Fahrt mit Fragezeichen

Fabian Hoberg

Von Fabian Hoberg (dpa)

Sa, 25. Mai 2019

Auto & Mobilität

Wer Modelle neuer Automarken kaufen will, sollte auch an den Service denken.

Borgward, e.Go Mobile, Tesla, Polestar, bald noch Byton, Nio und Genesis: So einige Automarken drängen neu auf den deutschen Markt. Das sorgt für größere Vielfalt. Was bedeutet das für Kunden, die mit Modellen solcher Marken liebäugeln?

Nach Kauf oder Leasing werden irgendwann Inspektionen oder Reparaturen ein Thema. Etablierte Hersteller setzen auf ein dichtes Servicenetz mit Markenwerkstätten, erklärt Stefan Bratzel, Professor für Automobilwirtschaft an der Fachhochschule der Wirtschaft (FHDW) in Bergisch Gladbach. Eine Möglichkeit für neu auf den Markt drängende Hersteller sieht er in Kooperationen mit freien Servicestationen oder Werkstattketten. "Ein eigenes Servicenetz aufzubauen, macht für neue Marken wie e.Go Mobile oder Borgward wenig Sinn. Das wäre zu teuer", sagt Bratzel. Mit einem Hol- und Bringservice ließe sich der Komfort für den Besitzer erhöhen – und es wäre unwichtig, wo die Werkstatt steht. Auch Servicewagen, die zum Auto kommen, kann sich Bratzel für die Zukunft durchaus vorstellen. Wartungen werden dann vor Ort vorgenommen.

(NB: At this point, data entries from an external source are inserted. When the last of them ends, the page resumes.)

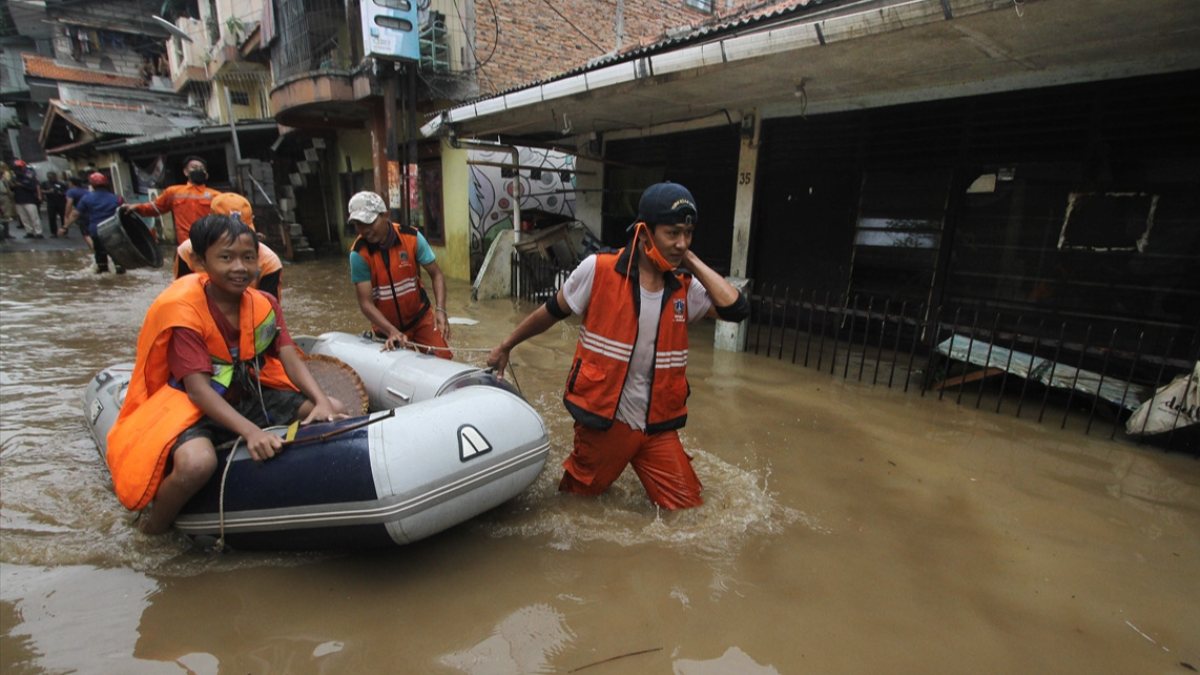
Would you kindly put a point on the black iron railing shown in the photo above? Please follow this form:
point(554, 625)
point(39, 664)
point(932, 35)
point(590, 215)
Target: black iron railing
point(1099, 369)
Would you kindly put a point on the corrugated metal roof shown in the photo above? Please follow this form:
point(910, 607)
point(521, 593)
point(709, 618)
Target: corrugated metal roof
point(124, 120)
point(751, 16)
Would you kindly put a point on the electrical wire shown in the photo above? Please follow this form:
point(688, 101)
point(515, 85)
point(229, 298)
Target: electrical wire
point(586, 36)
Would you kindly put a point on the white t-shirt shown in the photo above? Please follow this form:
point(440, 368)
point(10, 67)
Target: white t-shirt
point(636, 394)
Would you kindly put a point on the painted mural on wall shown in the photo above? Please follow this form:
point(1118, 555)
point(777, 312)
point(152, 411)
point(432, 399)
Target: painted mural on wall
point(492, 192)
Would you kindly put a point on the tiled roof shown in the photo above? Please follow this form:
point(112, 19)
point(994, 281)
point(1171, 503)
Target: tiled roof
point(48, 69)
point(123, 120)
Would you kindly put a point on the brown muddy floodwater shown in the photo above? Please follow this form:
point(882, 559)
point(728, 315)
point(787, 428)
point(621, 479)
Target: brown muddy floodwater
point(847, 529)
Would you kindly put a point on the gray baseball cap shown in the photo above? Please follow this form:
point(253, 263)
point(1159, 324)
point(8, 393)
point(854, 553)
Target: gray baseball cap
point(365, 207)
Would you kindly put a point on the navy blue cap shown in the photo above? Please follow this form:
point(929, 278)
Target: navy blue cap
point(666, 203)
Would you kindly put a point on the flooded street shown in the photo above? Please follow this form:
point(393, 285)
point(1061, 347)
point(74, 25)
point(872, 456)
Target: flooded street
point(846, 529)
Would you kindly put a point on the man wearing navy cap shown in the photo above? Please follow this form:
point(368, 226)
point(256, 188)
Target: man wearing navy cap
point(628, 387)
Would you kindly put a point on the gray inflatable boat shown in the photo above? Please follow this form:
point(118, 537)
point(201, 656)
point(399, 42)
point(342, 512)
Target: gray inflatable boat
point(444, 442)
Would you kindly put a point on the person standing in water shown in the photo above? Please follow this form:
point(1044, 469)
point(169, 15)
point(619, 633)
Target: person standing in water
point(628, 386)
point(186, 203)
point(385, 262)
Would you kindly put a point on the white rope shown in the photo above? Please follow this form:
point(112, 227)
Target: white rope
point(219, 547)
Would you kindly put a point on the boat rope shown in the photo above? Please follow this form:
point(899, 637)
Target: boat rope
point(219, 545)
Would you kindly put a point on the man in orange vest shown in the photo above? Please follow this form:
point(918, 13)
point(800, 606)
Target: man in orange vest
point(270, 268)
point(628, 387)
point(388, 281)
point(186, 203)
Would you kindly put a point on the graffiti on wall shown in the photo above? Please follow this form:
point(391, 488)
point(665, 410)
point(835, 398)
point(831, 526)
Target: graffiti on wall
point(492, 192)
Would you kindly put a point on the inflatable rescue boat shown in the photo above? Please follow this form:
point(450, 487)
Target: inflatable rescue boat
point(443, 442)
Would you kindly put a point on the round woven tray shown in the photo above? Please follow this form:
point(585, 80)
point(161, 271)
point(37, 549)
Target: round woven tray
point(340, 381)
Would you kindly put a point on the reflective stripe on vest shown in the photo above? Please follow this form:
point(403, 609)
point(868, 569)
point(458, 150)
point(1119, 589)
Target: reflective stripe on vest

Dennoch sollten sich Interessenten von Autos neuer Marken vor dem Kauf bewusst machen, dass ihr Wagen regelmäßig zum Service muss. Eine gut erreichbare Werkstatt macht dies einfacher, so der ADAC. Denn auch wenn die Modelle vermehrt Elektroantrieb haben und etwa auf den Wechsel von Motoröl und Zündkerzen verzichten können, müssen sie bei einem Neuwagen erstmals nach drei und danach alle zwei Jahre zur Hauptuntersuchung.

Generell werden bei Elektrofahrzeugen die Wartungen günstiger, da eben Materialien wie Öl oder bestimmte Filter wegfallen. Dafür ist die Anfälligkeit etwa von Batterien noch nicht ganz klar. Zu bedenken ist außerdem, dass eine neue Marke wieder vom Markt verschwinden kann. Nissans Nobeltochter Infiniti wird sich bald vom europäischen Markt wieder zurückziehen, Saab gibt es schon länger nicht mehr. Dann wird die Werkstattbetreuung lückenhaft, und irgendwann werden die Ersatzteile knapp, wie der ADAC meint. Beim Start einer neuen Marke gebe es keine Gewissheit, wie lange sie durchhält.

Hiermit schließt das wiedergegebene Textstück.